LONGO, Associate Justice.

The defendant was arrested on September 22, 1972, for robbery with violence. He was arraigned on the date of arrest, and held at the Connecticut Correctional Center, New Haven, in lieu of bond. After the Circuit Court found probable cause, he was bound over to the Superior Court, which took jurisdiction on December 18, 1972. An information was filed on February 15, 1973. The defendant first appeared in the Superior Court on February 27, 1973, in response to the charge. That evening, the defendant, with approximately seventeen other inmates, escaped from the correctional center, and within twenty-four hours the defendant was captured in Milford with several other escapees. On March 6, 1973, he was charged by an information with counts of kidnapping, escape and assault. That information was later amended by a substitute information filed October 17, 1973, by withdrawing the kidnapping counts. On July 24, 1973, the state nolled the charge of robbery with violence, which was the original cause of the defendant's confinement.
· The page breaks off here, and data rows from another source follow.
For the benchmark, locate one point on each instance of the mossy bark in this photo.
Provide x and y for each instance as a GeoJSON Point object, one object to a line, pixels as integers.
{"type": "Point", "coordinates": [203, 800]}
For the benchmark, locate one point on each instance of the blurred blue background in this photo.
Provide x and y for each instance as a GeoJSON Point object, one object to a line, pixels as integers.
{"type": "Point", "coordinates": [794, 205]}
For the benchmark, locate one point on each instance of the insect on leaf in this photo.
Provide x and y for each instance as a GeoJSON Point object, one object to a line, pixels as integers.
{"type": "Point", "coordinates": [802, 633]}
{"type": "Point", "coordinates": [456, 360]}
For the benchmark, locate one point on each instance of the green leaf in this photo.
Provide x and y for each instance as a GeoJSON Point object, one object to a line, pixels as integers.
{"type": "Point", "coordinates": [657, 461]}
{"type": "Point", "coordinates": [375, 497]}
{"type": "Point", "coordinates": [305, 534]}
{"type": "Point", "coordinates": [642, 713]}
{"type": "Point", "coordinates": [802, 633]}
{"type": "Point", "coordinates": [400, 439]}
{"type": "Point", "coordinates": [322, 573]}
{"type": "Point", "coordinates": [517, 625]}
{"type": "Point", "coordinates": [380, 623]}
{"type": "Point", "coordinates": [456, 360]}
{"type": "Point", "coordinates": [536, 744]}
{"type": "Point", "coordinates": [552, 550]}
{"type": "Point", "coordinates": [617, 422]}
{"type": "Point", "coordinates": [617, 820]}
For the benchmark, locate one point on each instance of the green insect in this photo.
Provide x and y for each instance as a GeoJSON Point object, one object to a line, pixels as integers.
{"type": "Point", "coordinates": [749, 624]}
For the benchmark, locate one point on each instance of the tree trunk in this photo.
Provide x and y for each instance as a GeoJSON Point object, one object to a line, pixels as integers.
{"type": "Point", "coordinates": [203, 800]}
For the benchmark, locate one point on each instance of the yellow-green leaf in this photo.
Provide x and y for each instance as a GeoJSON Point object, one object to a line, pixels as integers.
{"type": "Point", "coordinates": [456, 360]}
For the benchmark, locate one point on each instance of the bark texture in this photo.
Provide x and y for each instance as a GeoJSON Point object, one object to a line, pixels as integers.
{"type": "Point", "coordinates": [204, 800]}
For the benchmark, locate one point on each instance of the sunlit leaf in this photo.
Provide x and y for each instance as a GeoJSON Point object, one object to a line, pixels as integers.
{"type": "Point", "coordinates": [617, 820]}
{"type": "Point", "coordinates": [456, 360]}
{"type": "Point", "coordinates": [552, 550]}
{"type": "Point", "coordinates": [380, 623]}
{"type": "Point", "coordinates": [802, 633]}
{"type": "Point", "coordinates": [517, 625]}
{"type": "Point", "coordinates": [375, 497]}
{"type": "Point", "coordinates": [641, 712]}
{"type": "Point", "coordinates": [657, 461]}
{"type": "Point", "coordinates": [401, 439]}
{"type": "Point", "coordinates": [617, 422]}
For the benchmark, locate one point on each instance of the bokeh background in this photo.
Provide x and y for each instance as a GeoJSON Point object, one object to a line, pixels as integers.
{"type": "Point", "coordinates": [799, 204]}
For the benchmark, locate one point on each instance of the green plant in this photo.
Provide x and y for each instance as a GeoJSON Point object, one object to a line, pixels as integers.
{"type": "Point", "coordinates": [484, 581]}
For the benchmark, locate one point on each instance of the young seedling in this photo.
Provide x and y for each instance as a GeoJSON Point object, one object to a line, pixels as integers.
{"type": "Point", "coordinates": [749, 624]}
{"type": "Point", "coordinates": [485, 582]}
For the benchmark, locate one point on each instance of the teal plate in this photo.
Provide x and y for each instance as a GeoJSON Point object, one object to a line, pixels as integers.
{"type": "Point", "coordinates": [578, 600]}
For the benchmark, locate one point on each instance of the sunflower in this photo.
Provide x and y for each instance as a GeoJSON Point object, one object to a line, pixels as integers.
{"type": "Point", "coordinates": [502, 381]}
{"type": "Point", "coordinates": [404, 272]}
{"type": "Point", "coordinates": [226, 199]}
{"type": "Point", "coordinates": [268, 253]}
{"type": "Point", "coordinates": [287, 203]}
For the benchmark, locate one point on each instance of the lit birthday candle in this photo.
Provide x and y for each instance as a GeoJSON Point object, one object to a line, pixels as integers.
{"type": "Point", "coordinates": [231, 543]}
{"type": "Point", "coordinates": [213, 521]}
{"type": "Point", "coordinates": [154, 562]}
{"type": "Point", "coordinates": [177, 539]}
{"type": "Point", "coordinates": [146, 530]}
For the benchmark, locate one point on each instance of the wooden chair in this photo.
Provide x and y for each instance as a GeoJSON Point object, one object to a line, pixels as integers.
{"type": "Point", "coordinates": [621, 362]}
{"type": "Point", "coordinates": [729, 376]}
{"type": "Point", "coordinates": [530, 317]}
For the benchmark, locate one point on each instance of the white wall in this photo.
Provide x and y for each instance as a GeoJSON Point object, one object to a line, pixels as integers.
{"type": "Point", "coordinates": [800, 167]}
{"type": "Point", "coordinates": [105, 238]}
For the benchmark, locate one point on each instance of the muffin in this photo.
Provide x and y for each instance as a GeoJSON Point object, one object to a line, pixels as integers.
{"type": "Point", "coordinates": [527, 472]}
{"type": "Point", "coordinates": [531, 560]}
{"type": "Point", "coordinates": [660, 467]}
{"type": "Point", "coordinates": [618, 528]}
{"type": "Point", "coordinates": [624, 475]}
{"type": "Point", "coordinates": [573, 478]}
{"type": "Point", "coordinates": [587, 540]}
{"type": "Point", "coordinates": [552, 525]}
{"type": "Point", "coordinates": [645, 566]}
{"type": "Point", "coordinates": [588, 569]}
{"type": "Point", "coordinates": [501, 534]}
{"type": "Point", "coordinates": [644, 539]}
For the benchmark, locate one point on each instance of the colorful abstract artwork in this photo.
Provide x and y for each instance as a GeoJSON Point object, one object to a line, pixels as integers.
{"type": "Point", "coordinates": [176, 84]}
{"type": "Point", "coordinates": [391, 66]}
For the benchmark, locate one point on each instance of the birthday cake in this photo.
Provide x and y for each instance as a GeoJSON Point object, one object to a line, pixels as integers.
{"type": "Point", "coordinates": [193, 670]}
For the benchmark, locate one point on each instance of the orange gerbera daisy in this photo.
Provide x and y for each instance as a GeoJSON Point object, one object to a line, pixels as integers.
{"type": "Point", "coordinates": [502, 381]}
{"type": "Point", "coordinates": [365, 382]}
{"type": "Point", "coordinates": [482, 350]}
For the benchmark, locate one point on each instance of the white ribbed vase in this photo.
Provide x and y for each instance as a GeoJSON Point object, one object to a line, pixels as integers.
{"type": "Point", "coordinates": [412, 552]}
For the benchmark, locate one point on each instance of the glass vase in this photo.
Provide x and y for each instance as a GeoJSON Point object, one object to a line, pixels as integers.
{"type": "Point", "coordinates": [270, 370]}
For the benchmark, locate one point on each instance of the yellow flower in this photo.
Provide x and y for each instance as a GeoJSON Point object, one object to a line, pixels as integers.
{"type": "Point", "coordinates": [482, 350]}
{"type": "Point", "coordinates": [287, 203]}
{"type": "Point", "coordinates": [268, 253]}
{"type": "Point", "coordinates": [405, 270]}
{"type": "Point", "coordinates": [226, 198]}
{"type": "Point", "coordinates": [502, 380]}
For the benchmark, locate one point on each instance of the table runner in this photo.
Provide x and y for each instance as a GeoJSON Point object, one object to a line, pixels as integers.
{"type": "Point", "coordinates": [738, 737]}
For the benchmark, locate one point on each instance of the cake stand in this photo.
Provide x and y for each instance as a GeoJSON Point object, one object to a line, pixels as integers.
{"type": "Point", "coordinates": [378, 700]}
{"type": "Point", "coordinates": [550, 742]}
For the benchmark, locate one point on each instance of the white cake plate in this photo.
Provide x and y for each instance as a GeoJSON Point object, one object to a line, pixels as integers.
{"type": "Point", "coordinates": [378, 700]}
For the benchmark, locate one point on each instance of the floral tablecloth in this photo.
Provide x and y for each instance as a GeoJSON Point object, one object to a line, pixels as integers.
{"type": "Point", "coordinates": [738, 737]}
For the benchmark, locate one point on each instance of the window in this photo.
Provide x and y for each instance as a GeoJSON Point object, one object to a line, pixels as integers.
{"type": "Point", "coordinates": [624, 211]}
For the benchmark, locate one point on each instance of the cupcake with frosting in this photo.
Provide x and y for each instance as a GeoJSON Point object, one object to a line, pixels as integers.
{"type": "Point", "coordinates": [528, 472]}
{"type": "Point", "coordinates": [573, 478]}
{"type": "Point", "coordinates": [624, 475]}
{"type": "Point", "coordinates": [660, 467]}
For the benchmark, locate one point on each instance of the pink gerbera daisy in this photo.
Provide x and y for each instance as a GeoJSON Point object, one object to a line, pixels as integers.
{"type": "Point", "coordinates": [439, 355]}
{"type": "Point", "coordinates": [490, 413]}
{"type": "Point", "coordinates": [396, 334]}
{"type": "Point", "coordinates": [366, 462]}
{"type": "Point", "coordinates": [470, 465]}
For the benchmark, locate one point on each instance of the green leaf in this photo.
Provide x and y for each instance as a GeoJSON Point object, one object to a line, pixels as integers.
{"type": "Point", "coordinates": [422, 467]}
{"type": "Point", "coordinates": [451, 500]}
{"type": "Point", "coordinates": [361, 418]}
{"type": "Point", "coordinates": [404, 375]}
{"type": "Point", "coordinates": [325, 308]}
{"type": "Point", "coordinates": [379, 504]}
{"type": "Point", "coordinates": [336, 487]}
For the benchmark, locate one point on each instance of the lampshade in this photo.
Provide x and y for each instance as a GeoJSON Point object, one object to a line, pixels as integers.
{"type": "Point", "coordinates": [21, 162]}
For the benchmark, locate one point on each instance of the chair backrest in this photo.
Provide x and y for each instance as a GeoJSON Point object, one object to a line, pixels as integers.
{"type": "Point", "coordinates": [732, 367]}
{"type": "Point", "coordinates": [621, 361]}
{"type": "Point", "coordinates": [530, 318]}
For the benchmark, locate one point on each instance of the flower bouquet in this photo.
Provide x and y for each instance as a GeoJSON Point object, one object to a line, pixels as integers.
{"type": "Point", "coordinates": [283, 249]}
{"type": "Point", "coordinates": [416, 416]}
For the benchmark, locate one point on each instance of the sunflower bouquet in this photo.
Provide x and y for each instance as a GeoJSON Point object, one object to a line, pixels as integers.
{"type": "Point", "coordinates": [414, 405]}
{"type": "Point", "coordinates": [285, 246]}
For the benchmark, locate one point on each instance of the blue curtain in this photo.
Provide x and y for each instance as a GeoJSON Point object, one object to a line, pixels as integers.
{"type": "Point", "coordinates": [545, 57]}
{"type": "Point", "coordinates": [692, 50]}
The defendant was, however, later convicted of the escape from the correctional center and of two counts of assault, second degree.

The defendant has abandoned the first two assignments of error in his brief and has briefed six other issues. He claims error in the denial by the court, at his trial for assault and escape, of his offer of proof that he was illegally arrested and illegally bound over from the Circuit Court to the Superior Court with respect to the robbery with violence charge, and detained contrary to Connecticut statutes and his constitutional rights. He attacks the portion of the charge which stated: 'Even if the defendant might have been innocent of the charge for which he was being held and had been arrested, he would not be justified in escaping from jail.' The defendant further assigns as error the denial by the court of his motions to dismiss.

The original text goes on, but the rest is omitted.